The award was presented to him by his special education teacher in front of his peers, parents, and the school’s principal Carlita Royal.
Castejon said, ‘We were blindsided. We just weren’t expecting it. As a principal or teacher, you should never let this happen to any student.’
When the trophy was handed over, the parents at the ceremony reportedly fell silent.
The trophy bored the inscription: ‘BAILEY PREPARATORY ACADEMY 2018-2019 MOST ANNOYING MALE.’
Hurt and offended, the parents tried to leave the trophy behind but the teacher reminded them to take the award home, playing the offensive title off as a funny joke.
Castejon said that the teachers of the school have called home many times in the past complaining that they are finding it difficult to handle him, but it wasn’t until he saw the award that he felt a real concern.
His son’s mannerism is consistent with a student with autism.

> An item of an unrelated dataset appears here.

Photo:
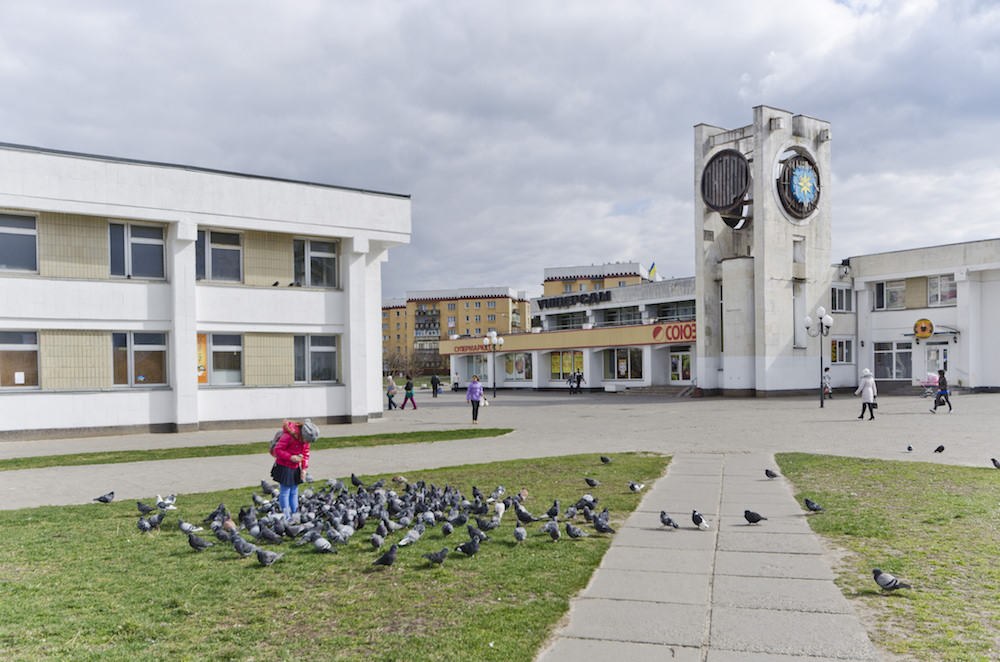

The child rocks his body back and forth, is nonverbal, and can become emotional easily.
Castejon revealed, ‘They called me all the time if he didn’t want to work, would cry or would have a breakdown. A special needs education teacher should know how to handle these things.’
Castejon has contacted the school administration and discussed with the emergency manager of the school district Peter Morikis, the possibility of either firing the teacher or putting her on a two-week suspension.
Morikis said to the Times, ‘The Gary Community School Corporation does not condone this type of behavior and will continue to put the safety and well-being of our students first. We extend our deepest apologies to the impacted student, the family and anyone else who take offense to this unfortunate occurrence.’
‘An apology was extended on behalf of the district to the family, and disciplinary action was taken against personnel involved,’ Morikis said.
‘We acknowledge the potential impact that an experience like this could have on a child’s mental well-being, self-esteem and overall level of comfortability in a learning environment going forward,’ he added.
The family had planned to move to Valparaiso earlier so will not send the boy to Gary schools next year. But he still spoke on the issue to make sure other students aren’t subject to the same humiliating treatment.
‘We just don’t want any other kids to go through this,’ Castejon said. ‘Just because they have special needs doesn’t mean they don’t have feelings.’